Back to Glossary

Glossary Term

Encryption at Rest

Protecting stored data by encrypting it on disk to reduce impact of physical or logical theft.

1 min read

Share this definition

Post it to your feed or send it to teammates.

What it is

Encryption at rest refers to cryptographic safeguards that protect data when it is stored on disk, in backups, or in cloud object storage rather than traversing networks. It applies to laptops, databases, file servers, SaaS platforms, and removable media. The goal is to ensure that if storage media is lost, stolen, or accessed without authorization, the data remains unintelligible without the corresponding decryption keys. Solutions include full-disk encryption, database transparent data encryption, application-layer encryption, and hardware security modules. Effective implementations segment keys from the data they protect, enforce strong cryptographic algorithms, and automate key rotation. Encryption at rest integrates with identity and access management: even if a user has filesystem access, they still require the right key material to read content. In regulated industries, proving that sensitive records are encrypted at rest is often a baseline compliance expectation and a factor in breach-notification safe harbors.

Why it matters

Device theft, insider threats, and cloud misconfigurations routinely expose stored data.
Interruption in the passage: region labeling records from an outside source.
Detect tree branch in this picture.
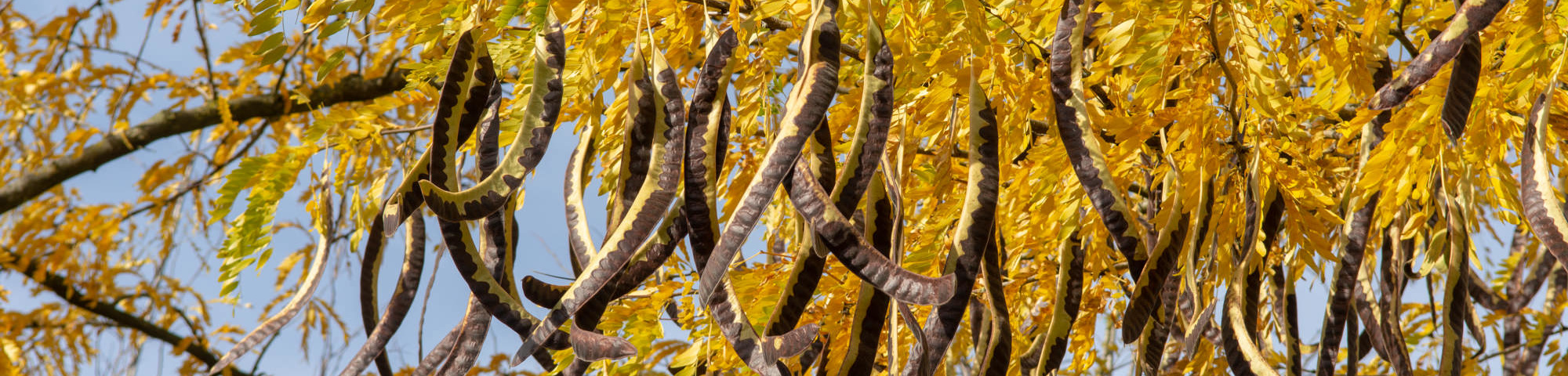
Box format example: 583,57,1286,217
0,251,249,376
0,70,408,213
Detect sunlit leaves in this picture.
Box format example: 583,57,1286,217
212,147,315,295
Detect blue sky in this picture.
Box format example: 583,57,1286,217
0,0,1540,374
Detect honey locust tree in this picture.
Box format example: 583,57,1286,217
0,0,1568,374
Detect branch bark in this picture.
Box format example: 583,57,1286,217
0,70,408,213
0,251,249,376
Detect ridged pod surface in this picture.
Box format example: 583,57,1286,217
419,13,566,221
511,40,685,365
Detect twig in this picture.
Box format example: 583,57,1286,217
1475,324,1568,363
682,0,866,63
381,124,433,136
0,251,251,376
Encryption at rest limits liability by ensuring attackers cannot immediately exploit the information, buying time for incident response and reducing regulatory penalties.

How to reduce risk

  • Enable built-in encryption features for databases, virtual machines, and storage services offered by cloud providers.
  • Centralize key management with strict role separation, hardware-backed storage, and automated rotation policies.
  • Apply encryption consistently across backups, logs, and exported datasets that may leave primary production systems.
  • Validate encryption coverage through regular audits, penetration tests, and recovery drills that confirm decryptability and resilience.